Some people have no idea that their credit is used for their insurance premium.
At the end of the day, there’s not much we can do about it though. Insurance companies have been using credit in their rates for decades, and that’s not likely to change.
Insurance companies use credit history information, not the credit score itself. Credit history is a track record of “behavior”. Just like a motor vehicle report is a track record of driving behavior, this consumer behavior can be a predictor of future behavior.
Credit History is not a Credit Score
By the way, insurance companies don’t pull your credit like a mortgage company or credit card company does. There is no negative impact on your credit score as a result of an insurance company looking at it.
When I say “pull your credit,” what I mean is that the insurance company is doing what’s called a soft inquiry, which is not the same thing as having your credit pulled (hard inquiry) by a mortgage or loan company.
Q: When does credit play a role in insurance rates?
It’s important to understand that insurance companies don’t continuously check or monitor your credit.

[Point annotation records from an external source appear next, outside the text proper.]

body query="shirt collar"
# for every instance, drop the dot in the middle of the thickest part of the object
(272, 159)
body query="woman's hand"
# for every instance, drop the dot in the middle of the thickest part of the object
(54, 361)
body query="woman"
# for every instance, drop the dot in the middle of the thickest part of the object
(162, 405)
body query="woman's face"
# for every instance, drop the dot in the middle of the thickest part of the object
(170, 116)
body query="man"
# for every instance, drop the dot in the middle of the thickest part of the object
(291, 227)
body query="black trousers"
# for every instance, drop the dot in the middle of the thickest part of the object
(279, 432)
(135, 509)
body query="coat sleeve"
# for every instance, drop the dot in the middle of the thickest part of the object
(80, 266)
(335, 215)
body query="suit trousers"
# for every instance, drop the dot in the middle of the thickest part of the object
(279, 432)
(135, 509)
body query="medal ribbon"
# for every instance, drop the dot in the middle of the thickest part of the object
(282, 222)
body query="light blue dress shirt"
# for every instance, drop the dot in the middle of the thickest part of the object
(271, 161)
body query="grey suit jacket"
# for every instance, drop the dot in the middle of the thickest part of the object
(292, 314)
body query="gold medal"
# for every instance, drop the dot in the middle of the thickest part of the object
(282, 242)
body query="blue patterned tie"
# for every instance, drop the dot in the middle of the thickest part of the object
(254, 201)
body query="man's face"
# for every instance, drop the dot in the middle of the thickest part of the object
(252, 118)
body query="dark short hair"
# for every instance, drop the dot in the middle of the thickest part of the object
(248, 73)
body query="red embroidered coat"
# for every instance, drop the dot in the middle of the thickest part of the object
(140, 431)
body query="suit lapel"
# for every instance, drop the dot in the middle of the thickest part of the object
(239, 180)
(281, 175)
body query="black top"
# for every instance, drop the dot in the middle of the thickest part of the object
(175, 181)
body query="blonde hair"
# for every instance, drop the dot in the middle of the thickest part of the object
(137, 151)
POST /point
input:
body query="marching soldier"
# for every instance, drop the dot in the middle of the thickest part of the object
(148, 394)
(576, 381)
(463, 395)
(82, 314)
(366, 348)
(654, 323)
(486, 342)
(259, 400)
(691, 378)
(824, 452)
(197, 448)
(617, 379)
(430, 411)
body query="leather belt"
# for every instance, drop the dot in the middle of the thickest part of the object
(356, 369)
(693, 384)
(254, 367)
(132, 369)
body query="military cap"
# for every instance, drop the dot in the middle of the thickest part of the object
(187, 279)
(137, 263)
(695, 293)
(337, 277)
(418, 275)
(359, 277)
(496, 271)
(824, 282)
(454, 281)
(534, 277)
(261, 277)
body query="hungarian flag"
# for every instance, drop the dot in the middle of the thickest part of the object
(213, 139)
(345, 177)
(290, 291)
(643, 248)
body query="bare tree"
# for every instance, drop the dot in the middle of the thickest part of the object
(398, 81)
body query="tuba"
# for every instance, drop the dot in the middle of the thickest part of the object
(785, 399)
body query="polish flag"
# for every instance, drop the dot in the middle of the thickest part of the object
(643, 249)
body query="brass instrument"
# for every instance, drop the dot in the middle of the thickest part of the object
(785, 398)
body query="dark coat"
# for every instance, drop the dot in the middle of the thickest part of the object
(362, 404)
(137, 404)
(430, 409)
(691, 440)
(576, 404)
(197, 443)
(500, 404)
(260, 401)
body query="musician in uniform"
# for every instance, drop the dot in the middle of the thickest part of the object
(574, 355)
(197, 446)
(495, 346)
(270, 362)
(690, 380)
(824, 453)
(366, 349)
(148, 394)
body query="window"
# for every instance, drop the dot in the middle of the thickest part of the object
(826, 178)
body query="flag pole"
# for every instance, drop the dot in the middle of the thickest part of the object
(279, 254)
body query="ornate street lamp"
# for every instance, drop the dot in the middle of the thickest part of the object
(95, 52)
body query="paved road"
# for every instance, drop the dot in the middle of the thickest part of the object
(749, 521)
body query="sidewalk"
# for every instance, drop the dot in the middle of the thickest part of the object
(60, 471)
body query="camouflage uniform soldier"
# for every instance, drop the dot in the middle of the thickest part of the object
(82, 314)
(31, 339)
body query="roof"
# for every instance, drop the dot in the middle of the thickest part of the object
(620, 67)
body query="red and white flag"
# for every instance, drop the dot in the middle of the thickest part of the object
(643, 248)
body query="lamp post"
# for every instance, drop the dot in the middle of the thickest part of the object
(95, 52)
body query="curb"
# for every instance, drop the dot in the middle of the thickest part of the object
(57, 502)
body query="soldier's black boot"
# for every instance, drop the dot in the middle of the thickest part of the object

Usually, the insurance company will check your when you first get a quote and/or sign up with the insurance company in the very beginning. Then periodically, about every three years, the company will order a new score.
This means that if your credit score increases (or decreases) your insurance company does not automatically know about it.
So, to my customer’s question of whether or not his improved credit score will lower his rates, the answer is, YES.
To update an insurance score the agent will contact the insurance carrier and request them to do what’s commonly referred to as a “re-score”. At the request of the customer, the insurance company will re-run the person’s credit (soft inquiry) to see if there is any positive change on the rate.
This is NOT something the insurance company is going to let the agency do every year, so it’s not worth even asking unless there has been a significant change in your credit score, and only you, as the customer, would know if your credit score has improved.
If you’d like to get a better handle on your credit rating, it would be in your best interest to setup a credit monitoring system.
With the recent rash of breaches of private information by Experion, Facebook, and others, the question of whether your private information is vulnerable should be obvious.
I hope this was helpful! As always, leave a comment below if you have any questions.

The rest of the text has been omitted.